The previous time we visited, the flat fenland landscape had been concealed behind an opaque veil of freezing fog. Beyond the frost-encrusted vegetation in the dykes, and the white-crystalled, crispy grass, there was nothing to see. This time, all was revealed.
Scanning the flatness, we watched and waited. Panning left to right, then right to left, past Peterborough Cathedral, the East Coast main line, St Peter’s church at Yaxley, the towering chimneys of the King’s Dyke brickworks, and the peaty soil of what was the long-forgotten Whittlesey Mere.
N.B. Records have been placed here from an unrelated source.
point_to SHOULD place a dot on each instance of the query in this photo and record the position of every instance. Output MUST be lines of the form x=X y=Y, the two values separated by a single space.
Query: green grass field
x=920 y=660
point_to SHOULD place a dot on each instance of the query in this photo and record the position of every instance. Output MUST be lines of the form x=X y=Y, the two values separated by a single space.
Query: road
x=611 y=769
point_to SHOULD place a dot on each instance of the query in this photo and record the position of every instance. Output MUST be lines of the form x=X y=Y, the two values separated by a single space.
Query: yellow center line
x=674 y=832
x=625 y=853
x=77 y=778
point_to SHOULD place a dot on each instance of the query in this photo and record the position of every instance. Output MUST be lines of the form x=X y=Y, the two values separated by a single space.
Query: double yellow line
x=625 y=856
A short-eared owl floated overhead, stiff-winged, gliding and somehow butterfly-like. Corn buntings perched on the telegraph wires above the dyke and sheep grazed the rough pasture.
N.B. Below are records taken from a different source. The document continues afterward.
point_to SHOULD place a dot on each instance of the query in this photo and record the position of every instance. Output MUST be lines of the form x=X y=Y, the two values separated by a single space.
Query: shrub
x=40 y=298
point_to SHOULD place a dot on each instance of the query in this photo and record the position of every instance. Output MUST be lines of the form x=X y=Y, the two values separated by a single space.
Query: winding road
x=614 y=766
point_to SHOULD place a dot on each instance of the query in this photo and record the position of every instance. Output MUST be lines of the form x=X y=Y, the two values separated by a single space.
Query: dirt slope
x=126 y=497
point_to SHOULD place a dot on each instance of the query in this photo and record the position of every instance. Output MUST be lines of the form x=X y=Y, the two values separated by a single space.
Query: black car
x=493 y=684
We were looking for a ‘hovering’ bird. As as kestrel flew into the wind, its wings were a blur of activity and its head completely stationary – eyes fixed on prey hidden in the long grass below. Impressive, but not what we’d come to see.
Suddenly, it came into view. A much bigger bird, gliding in the distance, with long, broad wings which ended in splayed ‘fingertips’. It was a rough-legged buzzard, patrolling its winter hunting ground at the Great Fen.
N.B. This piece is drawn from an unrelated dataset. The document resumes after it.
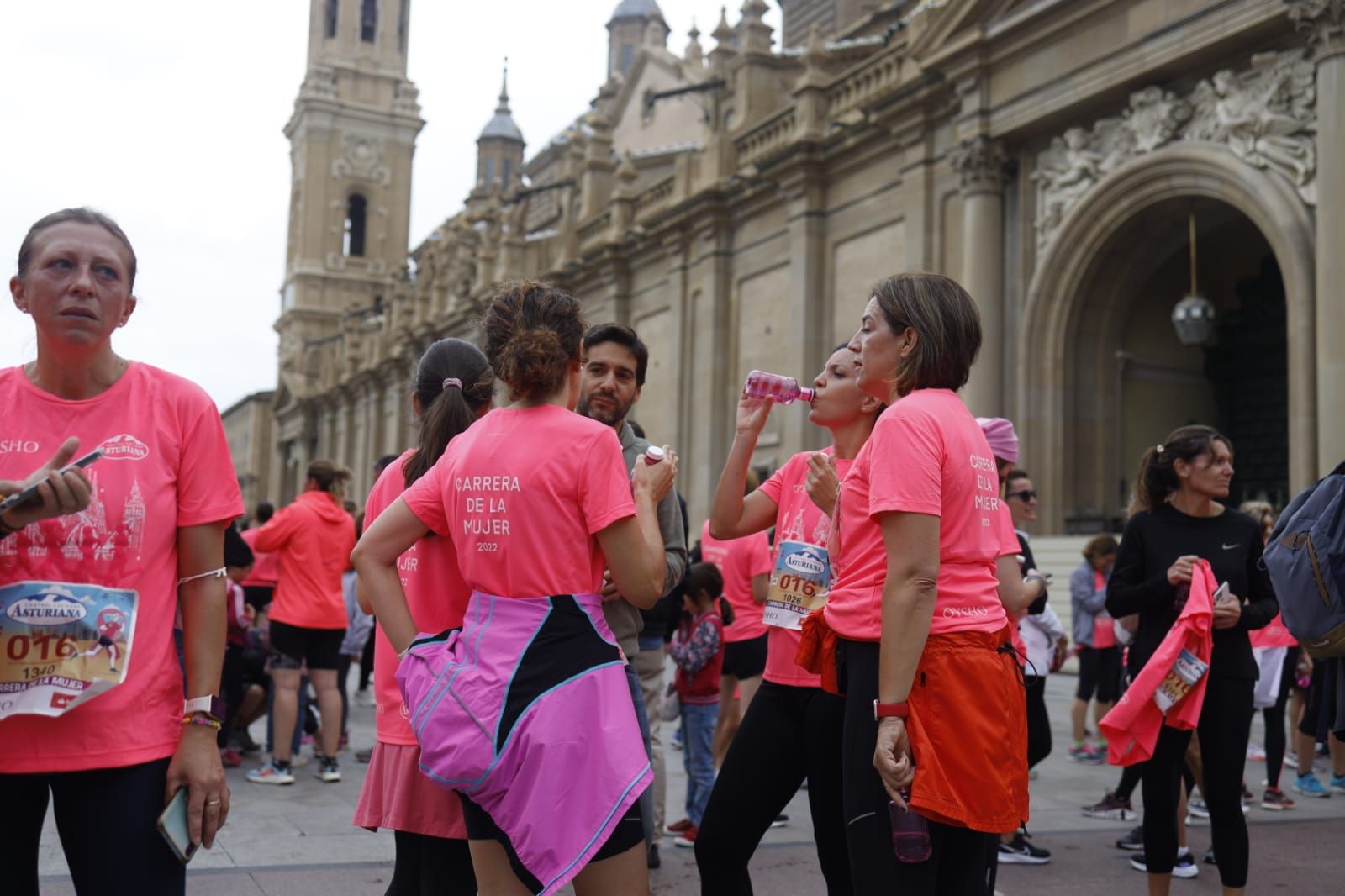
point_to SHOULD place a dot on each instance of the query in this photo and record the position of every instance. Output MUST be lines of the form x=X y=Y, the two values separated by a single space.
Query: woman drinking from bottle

The roughleg ‘hovered’ too – though only hummingbirds can truly hover. It beat its broad wings with its head bowed towards the ground, watching and listening for signs of voles, mice or rats beneath it. Only a few weeks earlier it could have been hunting lemmings on its breeding grounds.
High above the ground, we wondered how it would come down quickly enough if it found a target. The answer: it descended steadily and gracefully in stages, like a child’s balloon pulled gently from below, dropping vertically towards the ground.
The species gets its name from its feathered legs, suited to the climate of northern Europe and Russia. The scientific name Buteo lagopus (‘hare-footed buzzard’) further describes this feature.
It was a good winter to see one of these Arctic wanderers in the UK; a few rough-legged buzzards make their way to our shores every winter, but sometimes larger numbers arrive, depending on food supplies in northern Europe.